How to make bechamel sauce with a delicate taste and without lumps

If for an ordinary housewife bechamel is something refined and sublime, then in the world of professional chefs it is a necessary base. The ability to cook this light white sauce is a kind of pass to the world of haute cuisine. Moreover, ignorance of the basic recipes and techniques for preparing bechamel is considered bad form. Therefore, if you seriously decided to expand your cooking skills, you know where to start. Having mastered the classic recipe for bechamel sauce, you will open a new culinary page full of original flavors and tastes.

30 min
167,33
10 servings
Medium difficulty
How to make bechamel sauce with a delicate taste and without lumps

Most classic sauces were invented during the Roman Empire. But they became world-famous thanks to the French court chefs. To date, France has presented the world with about 3 thousand kinds of various sauces. But they are all based on five basic recipes.

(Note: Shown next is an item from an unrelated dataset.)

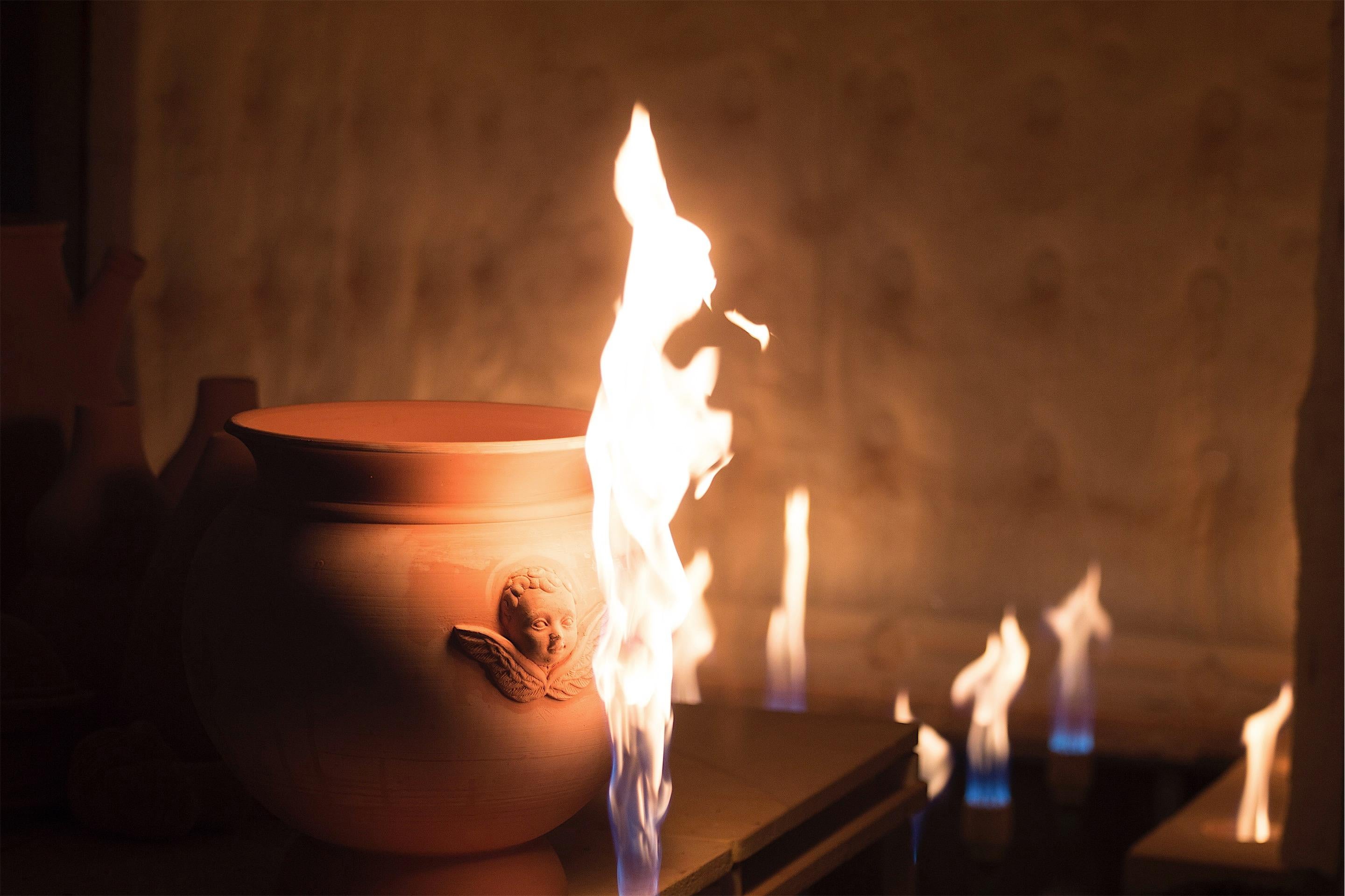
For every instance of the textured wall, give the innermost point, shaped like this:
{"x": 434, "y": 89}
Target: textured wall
{"x": 1040, "y": 279}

  1. Bechamel. It is prepared on the basis of butter, white flour and milk. The Italians also liked the sauce, which season them with lasagna and pasta.
  2. Velut. It is prepared on the basis of light meat or fish broth with the addition of flour and butter. The delicate taste of the sauce is in perfect harmony with meat dishes and seafood.
  3. Espanyol. It differs from previous sauces in that the butter-flour mixture is fried to a dark brown color. The veal broth and tomatoes add a rich flavor to the sauce. Espanyol is usually prepared in large quantities, then to freeze and add to dishes as necessary.
  4. Tomato. The basis is fresh tomatoes and olive oil. Onions, garlic and aromatic herbs are added to taste. This is the most popular sauce, which is used in almost all cuisines of the world.
  5. Dutch. It is prepared on the basis of egg yolks and butter. A smooth creamy sauce reminiscent of mayonnaise blends best with seafood and vegetable dishes.

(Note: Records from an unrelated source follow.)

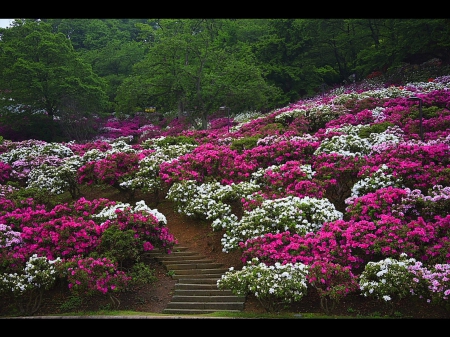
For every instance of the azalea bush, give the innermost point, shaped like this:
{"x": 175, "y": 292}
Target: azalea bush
{"x": 274, "y": 286}
{"x": 388, "y": 280}
{"x": 27, "y": 286}
{"x": 342, "y": 183}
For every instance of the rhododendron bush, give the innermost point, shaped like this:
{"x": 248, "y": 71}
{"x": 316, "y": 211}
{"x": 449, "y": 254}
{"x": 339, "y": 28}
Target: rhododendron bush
{"x": 340, "y": 184}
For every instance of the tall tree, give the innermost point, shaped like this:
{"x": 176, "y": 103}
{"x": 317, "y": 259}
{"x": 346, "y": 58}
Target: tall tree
{"x": 41, "y": 71}
{"x": 189, "y": 68}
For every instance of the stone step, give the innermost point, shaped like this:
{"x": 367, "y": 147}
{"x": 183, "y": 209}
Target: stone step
{"x": 199, "y": 298}
{"x": 217, "y": 306}
{"x": 199, "y": 272}
{"x": 198, "y": 280}
{"x": 194, "y": 291}
{"x": 197, "y": 286}
{"x": 193, "y": 311}
{"x": 206, "y": 276}
{"x": 192, "y": 265}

Classic bechamel sauce recipe

Features. All experiments at the stove begin with basic classic recipes. If you decide to go up a notch in culinary art, a step-by-step recipe for bechamel sauce for lasagna, moussaka, pasta and other popular dishes will become a solid foundation for further development. For more than three hundred years, the cooking technology and set of components are unchanged.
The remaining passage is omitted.